Rem jij voor duiven?” Tu freines toi quand tu vois des pigeons ?

 

Cette question, qui peut paraître anodine, m’a fait sourire et réfléchir. Elle est très représentative de l’attitude des Néerlandais à vélo, enfin surtout de celle des Amstellodamois.

 

Mesdames et Messieurs, l’Amstellodamois lancé sur son vélo de bon matin, à l’heure de pointe, n’est pas là pour conter fleurette. Il a juste la rage, la caféine qui gargouille et le coup de pédale bien féroce. Il ne freinera ni pour les piétons, ni pour les voitures, ni pour les poussettes (bon si allez, je freine un peu quand même), ni pour les feux rouges, ni pour les pigeons, et accélèrera même à la vue d’un touriste (ah chic ! Un touriste qui traverse sans regarder, tiens je vais lui faire peur). J’exagère à peine. TOUT, je dis bien absolument tout, ce qui fera entrave à son parcours et le forcera à mettre pied à terre (summum de l’horreur) lors de son périple sera considéré comme un obstacle à annihiler.

 

Quand le danger et la collision se font imminents, on entendra des coups de sonnettes de vélo saccadés et fortement irrités, suivis de copieuses insultes ou jurons. On se cogne, on se frotte, on s’engueule, et si les montures et les corps sont toujours intacts, chacun continuera sa route à 100 km/h comme si de rien n’était. Et on ne se retourne pas, surtout.

 

La seule règle tacite que j’ai rarement vue enfreinte, c’est de doubler quelqu’un par la droite. Faut pas pousser quand même.
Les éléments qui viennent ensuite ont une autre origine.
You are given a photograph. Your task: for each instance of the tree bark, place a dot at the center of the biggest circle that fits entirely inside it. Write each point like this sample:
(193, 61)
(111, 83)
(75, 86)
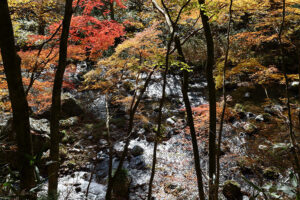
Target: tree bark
(21, 125)
(224, 105)
(159, 120)
(190, 120)
(133, 108)
(56, 102)
(295, 148)
(212, 98)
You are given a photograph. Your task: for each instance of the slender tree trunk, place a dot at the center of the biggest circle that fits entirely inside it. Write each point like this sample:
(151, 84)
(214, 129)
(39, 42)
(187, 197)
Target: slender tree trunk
(224, 104)
(134, 106)
(21, 125)
(295, 148)
(212, 99)
(159, 120)
(190, 120)
(112, 10)
(56, 102)
(298, 52)
(110, 145)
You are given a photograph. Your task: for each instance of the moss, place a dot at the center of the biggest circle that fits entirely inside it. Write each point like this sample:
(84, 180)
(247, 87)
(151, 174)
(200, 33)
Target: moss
(271, 173)
(119, 122)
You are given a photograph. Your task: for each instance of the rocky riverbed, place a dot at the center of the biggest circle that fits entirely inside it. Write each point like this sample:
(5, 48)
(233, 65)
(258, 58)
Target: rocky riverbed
(248, 147)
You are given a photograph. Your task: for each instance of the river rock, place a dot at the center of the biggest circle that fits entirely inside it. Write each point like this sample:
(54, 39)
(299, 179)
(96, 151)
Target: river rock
(137, 151)
(259, 118)
(271, 173)
(70, 106)
(66, 123)
(232, 190)
(250, 128)
(137, 163)
(171, 121)
(121, 188)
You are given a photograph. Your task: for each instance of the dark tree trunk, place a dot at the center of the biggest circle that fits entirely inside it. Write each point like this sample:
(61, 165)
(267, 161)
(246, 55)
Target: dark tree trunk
(112, 10)
(295, 147)
(159, 120)
(212, 98)
(56, 102)
(224, 105)
(133, 108)
(12, 69)
(190, 120)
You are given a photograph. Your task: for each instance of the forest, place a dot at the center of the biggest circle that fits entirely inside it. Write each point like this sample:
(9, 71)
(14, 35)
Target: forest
(150, 99)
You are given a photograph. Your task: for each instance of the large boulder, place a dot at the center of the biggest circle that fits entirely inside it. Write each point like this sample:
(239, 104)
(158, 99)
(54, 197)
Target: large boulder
(137, 151)
(232, 190)
(40, 131)
(121, 188)
(250, 129)
(70, 107)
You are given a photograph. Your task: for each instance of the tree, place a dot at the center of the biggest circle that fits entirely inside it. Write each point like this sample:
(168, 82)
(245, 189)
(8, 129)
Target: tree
(56, 102)
(212, 97)
(136, 56)
(11, 62)
(173, 29)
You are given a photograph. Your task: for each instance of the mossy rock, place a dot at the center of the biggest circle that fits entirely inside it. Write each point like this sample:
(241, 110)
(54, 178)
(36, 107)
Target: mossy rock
(119, 122)
(271, 173)
(232, 190)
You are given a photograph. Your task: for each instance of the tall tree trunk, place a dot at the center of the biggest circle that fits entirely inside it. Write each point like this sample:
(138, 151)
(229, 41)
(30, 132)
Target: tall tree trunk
(212, 98)
(56, 102)
(21, 125)
(133, 108)
(159, 120)
(224, 105)
(112, 10)
(295, 148)
(190, 120)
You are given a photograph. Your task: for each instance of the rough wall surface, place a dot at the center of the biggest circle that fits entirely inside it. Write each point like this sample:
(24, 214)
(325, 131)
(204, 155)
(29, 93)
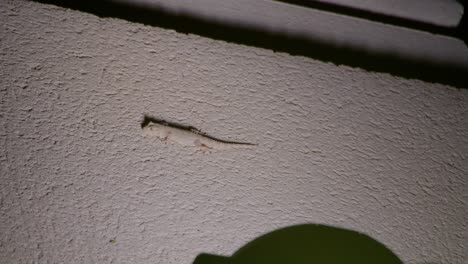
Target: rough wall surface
(338, 146)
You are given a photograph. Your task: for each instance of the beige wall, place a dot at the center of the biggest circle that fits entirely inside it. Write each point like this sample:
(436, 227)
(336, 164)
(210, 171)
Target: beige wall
(338, 145)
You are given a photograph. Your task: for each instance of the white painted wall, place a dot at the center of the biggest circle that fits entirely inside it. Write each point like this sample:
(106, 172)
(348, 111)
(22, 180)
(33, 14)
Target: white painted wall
(338, 146)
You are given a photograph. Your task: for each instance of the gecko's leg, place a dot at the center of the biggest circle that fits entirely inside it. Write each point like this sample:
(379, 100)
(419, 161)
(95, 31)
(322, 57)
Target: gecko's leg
(165, 138)
(202, 147)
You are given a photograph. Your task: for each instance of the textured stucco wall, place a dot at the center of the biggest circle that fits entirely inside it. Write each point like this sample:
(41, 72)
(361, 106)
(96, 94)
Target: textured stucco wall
(339, 146)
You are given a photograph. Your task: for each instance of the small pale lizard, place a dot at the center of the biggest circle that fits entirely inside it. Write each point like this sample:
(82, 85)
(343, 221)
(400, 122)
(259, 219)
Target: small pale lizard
(185, 137)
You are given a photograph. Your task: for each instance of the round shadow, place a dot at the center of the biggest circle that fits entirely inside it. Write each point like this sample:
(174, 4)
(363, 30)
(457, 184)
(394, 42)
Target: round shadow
(306, 244)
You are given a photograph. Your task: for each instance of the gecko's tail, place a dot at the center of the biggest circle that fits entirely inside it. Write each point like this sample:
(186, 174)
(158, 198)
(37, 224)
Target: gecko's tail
(235, 145)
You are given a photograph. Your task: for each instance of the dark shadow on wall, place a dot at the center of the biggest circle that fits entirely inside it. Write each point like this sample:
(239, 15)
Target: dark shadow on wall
(426, 70)
(306, 244)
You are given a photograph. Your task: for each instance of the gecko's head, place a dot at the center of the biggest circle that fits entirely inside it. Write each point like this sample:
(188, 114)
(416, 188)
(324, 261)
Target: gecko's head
(152, 129)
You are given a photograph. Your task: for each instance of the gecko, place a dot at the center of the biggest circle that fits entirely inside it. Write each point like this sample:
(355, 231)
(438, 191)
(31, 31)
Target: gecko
(192, 138)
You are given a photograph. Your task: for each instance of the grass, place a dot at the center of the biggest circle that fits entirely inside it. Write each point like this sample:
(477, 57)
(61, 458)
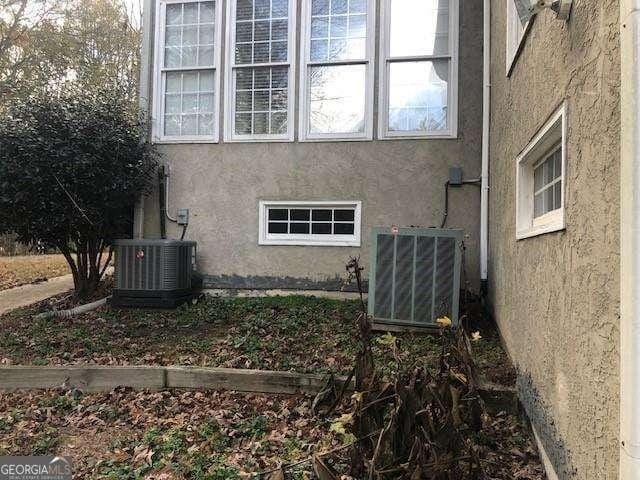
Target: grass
(296, 333)
(21, 270)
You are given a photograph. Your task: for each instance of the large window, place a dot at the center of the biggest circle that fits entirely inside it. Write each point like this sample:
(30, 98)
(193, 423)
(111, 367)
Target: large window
(540, 180)
(187, 61)
(337, 71)
(418, 68)
(260, 80)
(310, 223)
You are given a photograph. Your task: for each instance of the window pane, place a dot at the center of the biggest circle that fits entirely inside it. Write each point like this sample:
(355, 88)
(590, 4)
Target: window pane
(338, 32)
(321, 215)
(320, 7)
(174, 14)
(207, 12)
(189, 103)
(538, 205)
(299, 214)
(337, 99)
(343, 228)
(419, 27)
(278, 214)
(418, 96)
(277, 228)
(321, 229)
(258, 29)
(262, 31)
(189, 35)
(558, 195)
(299, 228)
(344, 215)
(262, 92)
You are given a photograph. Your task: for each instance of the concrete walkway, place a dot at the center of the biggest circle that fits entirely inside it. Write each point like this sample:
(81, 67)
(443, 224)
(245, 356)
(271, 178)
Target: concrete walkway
(28, 294)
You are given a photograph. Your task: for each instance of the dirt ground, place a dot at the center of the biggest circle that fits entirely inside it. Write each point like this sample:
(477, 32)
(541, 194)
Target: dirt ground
(300, 334)
(22, 270)
(207, 435)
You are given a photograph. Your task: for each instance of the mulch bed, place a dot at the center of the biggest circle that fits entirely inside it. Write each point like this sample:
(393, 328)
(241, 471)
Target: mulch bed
(205, 435)
(301, 334)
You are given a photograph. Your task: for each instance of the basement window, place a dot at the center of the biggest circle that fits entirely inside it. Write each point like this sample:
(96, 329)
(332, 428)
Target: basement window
(310, 223)
(541, 180)
(260, 76)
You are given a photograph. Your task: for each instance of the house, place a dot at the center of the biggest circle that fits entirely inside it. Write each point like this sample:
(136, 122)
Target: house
(290, 128)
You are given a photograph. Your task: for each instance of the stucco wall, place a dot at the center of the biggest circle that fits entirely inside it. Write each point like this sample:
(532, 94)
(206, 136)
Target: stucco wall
(556, 296)
(398, 182)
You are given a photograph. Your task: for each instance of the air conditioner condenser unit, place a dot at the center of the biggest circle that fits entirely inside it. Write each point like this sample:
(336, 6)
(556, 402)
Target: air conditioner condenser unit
(154, 273)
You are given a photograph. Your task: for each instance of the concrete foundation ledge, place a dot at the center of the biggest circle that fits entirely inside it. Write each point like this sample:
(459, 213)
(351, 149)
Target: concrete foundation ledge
(104, 378)
(89, 378)
(244, 380)
(98, 378)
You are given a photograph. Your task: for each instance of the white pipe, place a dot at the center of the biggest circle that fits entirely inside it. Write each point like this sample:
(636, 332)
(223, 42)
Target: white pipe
(486, 105)
(167, 176)
(630, 241)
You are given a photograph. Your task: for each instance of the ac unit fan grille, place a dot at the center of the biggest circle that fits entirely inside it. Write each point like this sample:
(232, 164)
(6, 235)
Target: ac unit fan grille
(415, 275)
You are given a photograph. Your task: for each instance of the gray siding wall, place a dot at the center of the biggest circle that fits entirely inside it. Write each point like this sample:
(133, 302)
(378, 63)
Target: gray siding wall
(556, 296)
(399, 182)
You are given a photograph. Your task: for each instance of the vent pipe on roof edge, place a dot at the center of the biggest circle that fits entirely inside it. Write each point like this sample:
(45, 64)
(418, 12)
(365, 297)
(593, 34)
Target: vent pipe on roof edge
(630, 240)
(486, 105)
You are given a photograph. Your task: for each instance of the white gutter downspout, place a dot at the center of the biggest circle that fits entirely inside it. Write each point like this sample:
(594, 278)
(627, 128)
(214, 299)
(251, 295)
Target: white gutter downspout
(486, 105)
(145, 49)
(630, 240)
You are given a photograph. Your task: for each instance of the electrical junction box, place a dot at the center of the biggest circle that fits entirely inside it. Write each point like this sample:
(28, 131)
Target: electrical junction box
(183, 216)
(455, 176)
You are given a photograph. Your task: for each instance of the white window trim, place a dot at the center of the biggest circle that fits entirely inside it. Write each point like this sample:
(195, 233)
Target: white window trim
(310, 240)
(305, 63)
(514, 48)
(552, 133)
(159, 78)
(229, 89)
(452, 108)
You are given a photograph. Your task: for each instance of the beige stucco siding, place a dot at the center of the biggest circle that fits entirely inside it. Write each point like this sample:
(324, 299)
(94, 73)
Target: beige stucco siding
(399, 182)
(556, 296)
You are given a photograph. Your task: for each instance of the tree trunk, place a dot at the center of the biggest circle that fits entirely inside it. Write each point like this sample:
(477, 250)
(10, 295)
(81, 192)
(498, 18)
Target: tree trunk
(85, 268)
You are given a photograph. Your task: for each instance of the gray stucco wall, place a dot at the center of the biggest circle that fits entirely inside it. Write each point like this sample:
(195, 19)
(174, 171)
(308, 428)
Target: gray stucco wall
(399, 182)
(556, 296)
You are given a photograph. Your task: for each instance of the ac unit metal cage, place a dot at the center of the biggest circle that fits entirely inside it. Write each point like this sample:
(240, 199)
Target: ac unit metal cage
(153, 273)
(414, 277)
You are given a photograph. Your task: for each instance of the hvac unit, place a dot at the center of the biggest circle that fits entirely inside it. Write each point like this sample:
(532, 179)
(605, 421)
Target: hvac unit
(415, 276)
(153, 273)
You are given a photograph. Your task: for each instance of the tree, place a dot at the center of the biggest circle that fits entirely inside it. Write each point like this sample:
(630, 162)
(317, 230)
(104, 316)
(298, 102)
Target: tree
(48, 44)
(33, 51)
(71, 168)
(104, 41)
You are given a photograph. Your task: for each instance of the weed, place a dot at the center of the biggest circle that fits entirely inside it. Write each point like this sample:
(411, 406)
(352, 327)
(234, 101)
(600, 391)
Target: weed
(254, 427)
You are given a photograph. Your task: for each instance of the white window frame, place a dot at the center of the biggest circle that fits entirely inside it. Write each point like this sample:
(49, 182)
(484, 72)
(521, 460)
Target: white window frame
(548, 138)
(516, 35)
(306, 63)
(159, 77)
(266, 238)
(229, 89)
(385, 60)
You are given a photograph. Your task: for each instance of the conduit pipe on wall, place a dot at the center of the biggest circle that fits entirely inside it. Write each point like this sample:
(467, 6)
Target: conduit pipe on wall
(630, 240)
(145, 48)
(486, 104)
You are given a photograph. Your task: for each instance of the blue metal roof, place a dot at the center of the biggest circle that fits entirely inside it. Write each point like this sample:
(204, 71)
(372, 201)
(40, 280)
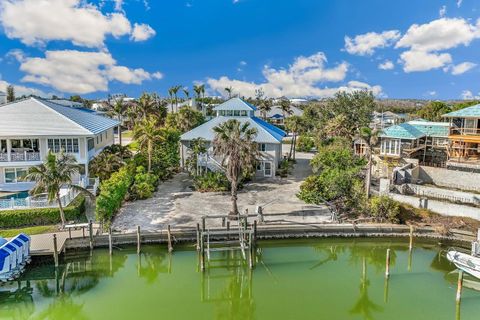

Autre fait remarquable : ce sentiment d’invincibilité, limite teinté d’arrogance. On entendra souvent des “Pfff je suis né sur un vélo !” ou “Pfff je suis Néerlandais moi !” à toute remarque relative à la sécurité en deux roues. Tornade, pluie battante, neige, peu importe : jamais sans mon deux-roues. Je suis né sur un vélo, donc les accidents, c’est pour les autres (comprendre : tous les non-Néerlandais). Et surtout, on ne porte pas de casques, c’est naze, c’est pour les expats et les touristes.

 

On notera aussi cette incroyable capacité à faire tout et n’importe quoi sur son vélo : je fais du vélo sans les mains, j’ai la musique à fond dans mes écouteurs, je zigzague sur le verglas, je pédale dans la tempête (avec ou sans parapluie), j’ai mon enfant debout sur le porte bagage arrière, je traîne ma valise à côté, je tiens mes packs de bière d’une main sur le porte-bagage, je pédale avec mes béquilles dans une main et mon plâtre dans l’autre, je ramène le vélo de ma cops en pédalant, et, tiens pourquoi pas : j’ai une planche à repasser sous le bras…

 

Des performances de cirque tous les jours, mais sans filet de sécurité. Parce que, ben, je suis Néerlandais.